Penybedd Forest Walk can be started from Penybedd Picnic Site in Penybedd, which is part of Pembrey Forest, and is 1 mile long.
Kidwelly Quay walks can be accessed from near Kidwelly Railway Station: go over the level crossing and continue along the lane to the end. There is good parking, including disabled parking, right on the quay front. As long as it’s not too muddy, there are some lovely walks around this area, and some of the paths are tarmac or hardcore. You can see some wonderful birdlife on the mudflats, as well as wild horses wandering round the perimeter of the marshes.
The Riverside Walk is accessed via the car park by Trinity Methodist Church and offers a walk alongside the river. There is also a path on the opposite side of the main road, taking you past Kidwelly Castle.
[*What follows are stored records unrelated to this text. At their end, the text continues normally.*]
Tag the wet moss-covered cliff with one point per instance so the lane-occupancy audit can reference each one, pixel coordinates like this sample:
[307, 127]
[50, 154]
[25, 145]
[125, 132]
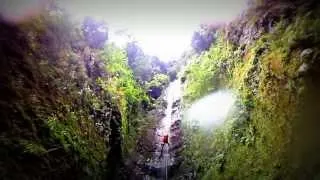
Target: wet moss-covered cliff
[70, 106]
[269, 57]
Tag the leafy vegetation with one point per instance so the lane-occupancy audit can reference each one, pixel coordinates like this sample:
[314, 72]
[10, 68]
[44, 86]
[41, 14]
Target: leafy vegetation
[271, 77]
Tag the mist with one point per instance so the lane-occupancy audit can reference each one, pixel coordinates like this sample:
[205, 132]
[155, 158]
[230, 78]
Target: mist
[212, 110]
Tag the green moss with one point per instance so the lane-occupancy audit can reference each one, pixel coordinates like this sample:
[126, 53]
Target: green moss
[125, 91]
[256, 142]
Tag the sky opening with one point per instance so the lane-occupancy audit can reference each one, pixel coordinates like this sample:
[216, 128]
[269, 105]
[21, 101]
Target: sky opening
[162, 28]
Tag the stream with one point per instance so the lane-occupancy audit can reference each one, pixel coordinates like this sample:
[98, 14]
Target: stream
[160, 166]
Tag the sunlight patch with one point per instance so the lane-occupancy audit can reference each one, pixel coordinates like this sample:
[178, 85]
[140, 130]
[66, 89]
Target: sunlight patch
[212, 110]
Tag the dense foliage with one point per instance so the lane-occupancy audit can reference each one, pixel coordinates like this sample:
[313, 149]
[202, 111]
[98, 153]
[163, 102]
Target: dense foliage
[271, 63]
[70, 105]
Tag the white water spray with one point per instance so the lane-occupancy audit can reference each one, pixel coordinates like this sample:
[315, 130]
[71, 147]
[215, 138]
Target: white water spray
[212, 110]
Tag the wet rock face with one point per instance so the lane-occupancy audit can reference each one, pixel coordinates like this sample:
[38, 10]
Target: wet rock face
[155, 92]
[176, 143]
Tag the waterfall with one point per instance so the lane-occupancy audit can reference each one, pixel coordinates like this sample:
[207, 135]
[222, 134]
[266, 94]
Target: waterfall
[171, 95]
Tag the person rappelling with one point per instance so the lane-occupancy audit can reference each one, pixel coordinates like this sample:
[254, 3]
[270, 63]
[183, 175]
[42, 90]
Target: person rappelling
[164, 141]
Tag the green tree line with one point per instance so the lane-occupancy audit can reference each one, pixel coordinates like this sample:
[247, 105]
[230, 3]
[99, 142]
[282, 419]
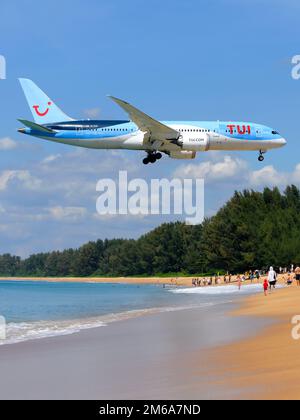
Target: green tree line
[251, 231]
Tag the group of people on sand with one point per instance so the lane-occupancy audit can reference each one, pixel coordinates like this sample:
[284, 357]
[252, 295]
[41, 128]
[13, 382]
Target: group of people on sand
[269, 282]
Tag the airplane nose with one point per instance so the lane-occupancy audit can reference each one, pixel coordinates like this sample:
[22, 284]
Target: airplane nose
[283, 142]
A 60-mile religious walk from Pembrey Country Park (Carmarthenshire) to Margam Country Park (Neath) runs through Hendry, Pontardawe and Bryn. You can visit Penlle’r Castell ruin on the summit of Mynydd y Betws (with fabulous views), the spectacular Melincourt Falls on the Neath River, and the Vale of Neath. There are also splendid views of the Black Mountains and peaceful wooded sections near Abercregan. The two splendid country parks at either end of the route are also highlights on this challenging walk. The walk is waymarked with a white and yellow disc.
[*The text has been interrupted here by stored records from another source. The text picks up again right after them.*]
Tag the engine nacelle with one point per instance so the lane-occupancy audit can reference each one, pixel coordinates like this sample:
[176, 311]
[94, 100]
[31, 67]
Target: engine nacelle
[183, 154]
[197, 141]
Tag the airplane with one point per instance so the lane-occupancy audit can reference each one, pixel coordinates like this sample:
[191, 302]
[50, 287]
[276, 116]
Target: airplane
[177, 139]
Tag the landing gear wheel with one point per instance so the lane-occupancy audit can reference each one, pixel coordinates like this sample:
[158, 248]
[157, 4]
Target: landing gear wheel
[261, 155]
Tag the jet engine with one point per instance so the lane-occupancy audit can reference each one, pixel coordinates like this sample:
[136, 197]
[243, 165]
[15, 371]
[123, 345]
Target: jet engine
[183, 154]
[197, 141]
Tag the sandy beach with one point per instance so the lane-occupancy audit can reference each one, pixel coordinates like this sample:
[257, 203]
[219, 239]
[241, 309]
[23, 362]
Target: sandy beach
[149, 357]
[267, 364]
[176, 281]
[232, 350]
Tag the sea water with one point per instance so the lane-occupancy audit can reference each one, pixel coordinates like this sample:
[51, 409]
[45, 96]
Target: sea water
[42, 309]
Near Llandeilo, this park has a play area, toilets and beautiful walks with good paths, leading down to a pond. There is level access to a Visitor Information Centre, tea room and car parking. There is a Parking Eye, so be sure to pay for your parking.
This 158-acre expanse of woods and lakeland near Cross Hands has nature trails, an adventure area (including a cool wooden adventure playground and separate toddler playground with smaller features), a family-friendly and welcoming cafe and a resourceful visitor centre. Many paths are well surfaced and accessible to wheelchair users, and a specially constructed path allows safe access over the peat bog and around the lake. A forest track provides a longer hike or bike ride around the country park, and there’s a rough mountain bike trail for the more adventurous cyclists! There is pay-and-display parking. For more information, visit their website.
Here, you can feed the rarest goose in the world, see colourful flamingos, go bug hunting or pond dipping, enjoy bird watching from hides, visit the sensory garden and explore the reserve to see butterflies and dragonflies. The centre has mostly level access (with just two slopes) and hard-surfaced paths with tarmac on the main routes (and compacted gravel on minor paths). There is free accessible car parking. Maps can be enlarged (please ask ahead of your visit). Two mobility scooters are available to hire at a suggested donation of £2; please ring in advance to book. Hides have step-free entry. There are two accessible toilets.